Show HN: Cancer diagnosis makes for an interesting RL environment for LLMs
3 hours ago
Hey HN, this is David from Aluna (YC S24). We work with diagnostic labs to build datasets and evals for oncology tasks.
I wanted to share a simple RL environment I built that gave frontier LLMs a set of tools that lets it zoom and pan across a digitized pathology slide to find the relevant regions to make a diagnosis. Here are some videos of the LLM performing diagnosis on a few slides:
(https://www.youtube.com/watch?v=k7ixTWswT5c): traces of an LLM choosing different regions to view before making a diagnosis on a case of small-cell carcinoma of the lung
(https://youtube.com/watch?v=0cMbqLnKkGU): traces of an LLM choosing different regions to view before making a diagnosis on a case of benign fibroadenoma of the breast
Why I built this:
Pathology slides are the backbone of modern cancer diagnosis. Tissue from a biopsy is sliced, stained, and mounted on glass for a pathologist to examine abnormalities.
Today, many of these slides are digitized into whole-slide images (WSIs)in TIF or SVS format and are several gigabytes in size.
While there exists several pathology-focused AI models, I was curious to test whether frontier LLMs can perform well on pathology-based tasks. The main challenge is that WSIs are too large to fit into an LLM’s context window. The standard workaround, splitting them into thousands of smaller tiles, is inefficient for large frontier LLMs.
Inspired by how pathologists zoom and pan under a microscope, I built a set of tools that let LLMs control magnification and coordinates, viewing small regions at a time and deciding where to look next.
This ended up resulting in some interesting behaviors, and actually seemed to yield pretty good results with prompt engineering:
- GPT 5: explored up to ~30 regions before deciding (concurred with an expert pathologist on 4 out of 6 cancer subtyping tasks and 3 out of 5 IHC scoring tasks)
- Claude 4.5: Typically used 10–15 views but similar accuracy as GPT-5 (concurred with the pathologist on 3 out of 6 cancer subtyping tasks and 4 out of 5 IHC scoring tasks)
- Smaller models (GPT 4o, Claude 3.5 Haiku): examined ~8 frames and were less accurate overall (1 out of 6 cancer subtytping tasks and 1 out of 5 IHC scoring tasks)

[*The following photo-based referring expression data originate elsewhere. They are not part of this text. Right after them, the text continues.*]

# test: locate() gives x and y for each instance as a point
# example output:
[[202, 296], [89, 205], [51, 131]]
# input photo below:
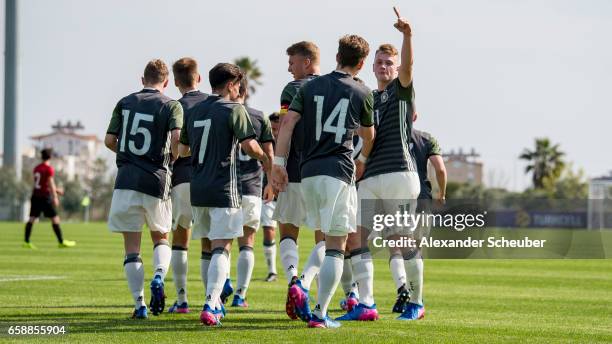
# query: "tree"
[[251, 71], [545, 163]]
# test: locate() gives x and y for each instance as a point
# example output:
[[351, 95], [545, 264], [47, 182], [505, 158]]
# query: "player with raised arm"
[[144, 132], [214, 129], [267, 211], [251, 173], [390, 172], [304, 60], [424, 148], [186, 79], [44, 201], [332, 108]]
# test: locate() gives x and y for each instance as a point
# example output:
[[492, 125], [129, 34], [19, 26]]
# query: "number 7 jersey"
[[333, 106], [212, 132], [142, 122]]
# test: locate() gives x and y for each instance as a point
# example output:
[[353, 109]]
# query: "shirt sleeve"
[[433, 148], [297, 104], [266, 131], [367, 114], [404, 93], [175, 118], [115, 123], [241, 125]]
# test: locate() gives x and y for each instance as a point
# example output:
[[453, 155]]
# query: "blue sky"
[[488, 74]]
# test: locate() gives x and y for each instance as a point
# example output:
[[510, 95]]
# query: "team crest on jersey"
[[384, 97]]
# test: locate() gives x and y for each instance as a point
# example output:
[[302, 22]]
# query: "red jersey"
[[42, 174]]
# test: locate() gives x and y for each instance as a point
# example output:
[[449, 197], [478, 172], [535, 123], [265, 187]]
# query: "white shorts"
[[251, 211], [267, 210], [181, 206], [387, 194], [130, 210], [216, 223], [331, 205], [290, 206]]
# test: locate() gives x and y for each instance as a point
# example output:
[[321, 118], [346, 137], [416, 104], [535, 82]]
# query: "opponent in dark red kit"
[[44, 200]]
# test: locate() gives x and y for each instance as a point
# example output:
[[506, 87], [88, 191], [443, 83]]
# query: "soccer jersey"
[[213, 131], [142, 121], [251, 169], [42, 175], [295, 151], [393, 109], [181, 169], [422, 147], [333, 106]]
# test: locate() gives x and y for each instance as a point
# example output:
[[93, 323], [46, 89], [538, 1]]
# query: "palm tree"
[[545, 163], [252, 72]]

Obviously, this was a small sample set, so we are working on creating a larger benchmark suite with more cases and types of tasks, but I thought this was cool that it even worked so I wanted to share with HN!
LLMs finding cancer is wild!! I get the importance of giving the model control over zoom and pan to narrow down where to look, but I’m curious about the other side.
** How much does the LLM actually understand cancer recognition itself? **
If you gave it just a cropped region that’s clearly cancerous, without the exploration step, would it still be able to identify it correctly?
How would a human classify the cancers? I assume the LLM training data does not include a whole bunch of cancer samples, so assumably there are some rules that it follows?
> While there exists several pathology-focused AI models
Would also be curious how the LLM compares to this and other approaches. What's the performance of the models trained specifically on this task, and random guessing, compared to the expert pathologist? Correct me if I'm wrong but this seems like the sort of task where being right 90% of the time is not good enough, so even if the LLM beats other approaches, it still needs to close the gap to human performance.
> What's the performance of the models trained specifically on this task, and random guessing, compared to the expert pathologist?
I should probably first clarify here, the disease classification tasks are about subtyping the type of cancer (i.e classifying a case as invasive ductal carcinoma of the breast) rather than just broad malignant/benign classification so random guessing is much more difficult and makes this model performance more impressive.
> Would also be curious how the LLM compares to this and other approaches.
There aren't a lot of public general purpose pathology benchmarks. There are some like (https://github.com/sinai-computational-pathology/SSL_tile_be...) but focus on just binary benign/malignant classification tasks and binary biomarker detection tasks.
I am currently working on self-hosting the available open-source models.
> this seems like the sort of task where being right 90% of the time is not good enough, so even if the LLM beats other approaches, it still needs to close the gap to human performance
Yep, your intuition is right here, and actually the expectation is probably closer to mid-high 90%, especially for FDA approval (and most AI tools position as co-pilots at the moment). There is obviously a long way to go, but what I find about interesting about this approach is that it allows LLMs to generalize across (1) a variety of tissue types and (2) pathology tasks such as IHC H-score scoring.